Charles Lawton, consultant and former general counsel of Rio Tinto, added: “Pointing out directors’ liability will get their attention. Multinational companies with US businesses will see class actions as a real nightmare and also there is peer pressure.”
Lawton continued: “It’s important for Rio Tinto to show it’s doing the best it can for the [mining] sector, not just as an employer but also looking at external factors such as supply chains. Non-governmental organisations are never far away from Rio Tinto.”
If board directors are still unwilling to pay attention, it is up to lawyers to point out the increase in global regulation, harsher penalties, a significant rise in court powers and the possibility of imprisonment.
But Lawton warned: “The credit crunch is going to put huge stress on these sorts of programmes. They’re seen as expensive and time-consuming. All businesses will be cutting back on anything considered peripheral.”
Nevertheless, Bramwell argued there was an opportunity for private practitioners to create audit committees to monitor non-financial risks.
“At present the availability for non-financial audit is immature at best,” said Bramwell. “The big-four accountancy companies are financial at their heart and non-financials don’t fit very comfortably with that. There’s more work to do. Private practitioners could create compliance committees for non-financial roles.”
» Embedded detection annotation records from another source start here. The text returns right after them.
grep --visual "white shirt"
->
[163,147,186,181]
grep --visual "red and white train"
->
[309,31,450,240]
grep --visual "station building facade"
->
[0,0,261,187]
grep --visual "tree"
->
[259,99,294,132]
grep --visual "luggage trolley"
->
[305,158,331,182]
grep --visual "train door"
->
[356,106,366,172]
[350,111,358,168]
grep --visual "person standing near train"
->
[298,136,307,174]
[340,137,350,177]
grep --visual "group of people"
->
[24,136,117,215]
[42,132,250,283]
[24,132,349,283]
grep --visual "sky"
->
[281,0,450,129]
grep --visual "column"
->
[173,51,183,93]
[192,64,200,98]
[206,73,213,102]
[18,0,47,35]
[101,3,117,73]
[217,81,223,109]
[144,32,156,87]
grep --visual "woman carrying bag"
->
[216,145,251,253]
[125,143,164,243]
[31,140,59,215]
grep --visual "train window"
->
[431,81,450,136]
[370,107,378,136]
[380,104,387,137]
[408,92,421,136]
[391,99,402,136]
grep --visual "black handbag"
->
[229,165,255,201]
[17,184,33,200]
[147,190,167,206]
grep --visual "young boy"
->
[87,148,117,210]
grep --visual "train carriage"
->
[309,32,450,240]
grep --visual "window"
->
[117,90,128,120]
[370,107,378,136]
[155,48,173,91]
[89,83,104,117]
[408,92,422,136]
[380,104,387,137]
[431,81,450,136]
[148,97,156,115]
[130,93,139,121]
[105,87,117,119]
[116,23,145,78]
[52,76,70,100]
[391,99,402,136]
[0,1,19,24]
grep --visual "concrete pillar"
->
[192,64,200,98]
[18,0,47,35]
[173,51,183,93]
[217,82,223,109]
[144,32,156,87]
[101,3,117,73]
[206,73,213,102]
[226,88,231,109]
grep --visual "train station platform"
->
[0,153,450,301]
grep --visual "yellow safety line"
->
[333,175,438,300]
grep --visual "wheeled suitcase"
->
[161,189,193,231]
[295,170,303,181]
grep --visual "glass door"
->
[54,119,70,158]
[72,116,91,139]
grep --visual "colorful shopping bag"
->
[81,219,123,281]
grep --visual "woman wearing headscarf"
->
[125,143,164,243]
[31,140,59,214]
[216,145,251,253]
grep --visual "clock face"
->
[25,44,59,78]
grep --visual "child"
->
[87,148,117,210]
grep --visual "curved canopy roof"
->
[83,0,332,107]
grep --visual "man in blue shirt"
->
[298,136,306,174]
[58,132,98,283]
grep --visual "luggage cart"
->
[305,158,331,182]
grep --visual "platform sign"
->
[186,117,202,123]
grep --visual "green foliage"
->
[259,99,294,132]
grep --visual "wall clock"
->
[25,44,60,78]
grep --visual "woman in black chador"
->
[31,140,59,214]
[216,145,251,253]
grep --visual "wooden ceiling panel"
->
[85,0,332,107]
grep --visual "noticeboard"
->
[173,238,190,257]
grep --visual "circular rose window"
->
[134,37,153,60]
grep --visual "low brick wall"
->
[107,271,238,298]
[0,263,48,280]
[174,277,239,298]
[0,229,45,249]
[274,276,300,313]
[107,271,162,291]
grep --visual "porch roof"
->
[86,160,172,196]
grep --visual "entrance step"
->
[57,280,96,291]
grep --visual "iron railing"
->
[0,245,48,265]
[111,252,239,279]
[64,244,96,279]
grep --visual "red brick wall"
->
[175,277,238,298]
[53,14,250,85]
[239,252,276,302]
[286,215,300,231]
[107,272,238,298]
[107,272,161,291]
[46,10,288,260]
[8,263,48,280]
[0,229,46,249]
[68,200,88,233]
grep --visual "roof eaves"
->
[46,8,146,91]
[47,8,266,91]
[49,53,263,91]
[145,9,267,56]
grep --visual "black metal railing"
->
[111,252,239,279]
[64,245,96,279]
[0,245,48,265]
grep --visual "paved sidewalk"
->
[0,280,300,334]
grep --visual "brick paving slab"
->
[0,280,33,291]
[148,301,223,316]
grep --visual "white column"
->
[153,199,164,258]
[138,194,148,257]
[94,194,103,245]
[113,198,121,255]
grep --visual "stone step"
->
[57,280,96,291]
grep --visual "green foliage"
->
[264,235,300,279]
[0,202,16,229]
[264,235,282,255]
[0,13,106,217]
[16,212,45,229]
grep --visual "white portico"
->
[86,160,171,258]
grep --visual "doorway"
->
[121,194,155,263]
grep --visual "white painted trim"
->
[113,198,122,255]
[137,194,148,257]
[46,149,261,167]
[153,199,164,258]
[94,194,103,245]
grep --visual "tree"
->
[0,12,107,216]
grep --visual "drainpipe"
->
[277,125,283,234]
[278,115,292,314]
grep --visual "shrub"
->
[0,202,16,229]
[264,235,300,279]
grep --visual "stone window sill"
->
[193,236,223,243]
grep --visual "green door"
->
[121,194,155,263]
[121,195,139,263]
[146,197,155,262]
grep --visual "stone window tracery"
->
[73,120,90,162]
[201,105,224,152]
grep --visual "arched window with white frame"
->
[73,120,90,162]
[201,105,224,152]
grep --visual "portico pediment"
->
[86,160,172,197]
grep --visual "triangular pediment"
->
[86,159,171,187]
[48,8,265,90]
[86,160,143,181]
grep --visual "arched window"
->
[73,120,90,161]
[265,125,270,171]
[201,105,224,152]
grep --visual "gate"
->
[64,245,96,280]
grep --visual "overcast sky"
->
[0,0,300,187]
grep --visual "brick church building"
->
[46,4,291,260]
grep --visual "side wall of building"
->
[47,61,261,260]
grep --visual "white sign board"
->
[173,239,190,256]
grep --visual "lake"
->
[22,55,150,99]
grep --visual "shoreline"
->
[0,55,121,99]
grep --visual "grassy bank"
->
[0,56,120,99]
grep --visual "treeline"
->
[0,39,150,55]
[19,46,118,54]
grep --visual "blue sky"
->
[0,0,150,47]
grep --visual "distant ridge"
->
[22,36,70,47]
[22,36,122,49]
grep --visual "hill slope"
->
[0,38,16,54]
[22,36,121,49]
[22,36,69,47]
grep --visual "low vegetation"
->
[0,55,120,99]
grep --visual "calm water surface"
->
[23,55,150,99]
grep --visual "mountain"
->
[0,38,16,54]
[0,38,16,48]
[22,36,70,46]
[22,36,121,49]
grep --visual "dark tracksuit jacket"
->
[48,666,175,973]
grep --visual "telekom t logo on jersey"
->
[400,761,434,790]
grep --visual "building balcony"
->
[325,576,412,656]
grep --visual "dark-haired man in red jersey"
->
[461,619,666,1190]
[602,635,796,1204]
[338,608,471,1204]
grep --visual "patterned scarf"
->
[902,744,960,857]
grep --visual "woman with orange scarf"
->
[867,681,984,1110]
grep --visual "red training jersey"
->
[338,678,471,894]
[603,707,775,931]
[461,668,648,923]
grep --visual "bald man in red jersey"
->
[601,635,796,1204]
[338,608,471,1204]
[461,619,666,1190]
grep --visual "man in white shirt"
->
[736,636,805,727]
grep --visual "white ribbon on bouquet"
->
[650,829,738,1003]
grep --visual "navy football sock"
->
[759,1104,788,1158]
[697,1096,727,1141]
Bramwell called for global companies to be legally obliged to have a global compliance code of conduct.
“Until we get a global law, those companies that operate globally will have to take varying approaches towards compliance,” he said.
The creation of a global code would enable multi-nationals to benchmark themselves against their peers.
“Difficult times are driving up the quality of the compliance risk management,” Bramwell said. “It’s a shame to have to say it, but in the next five years quality will improve greatly.”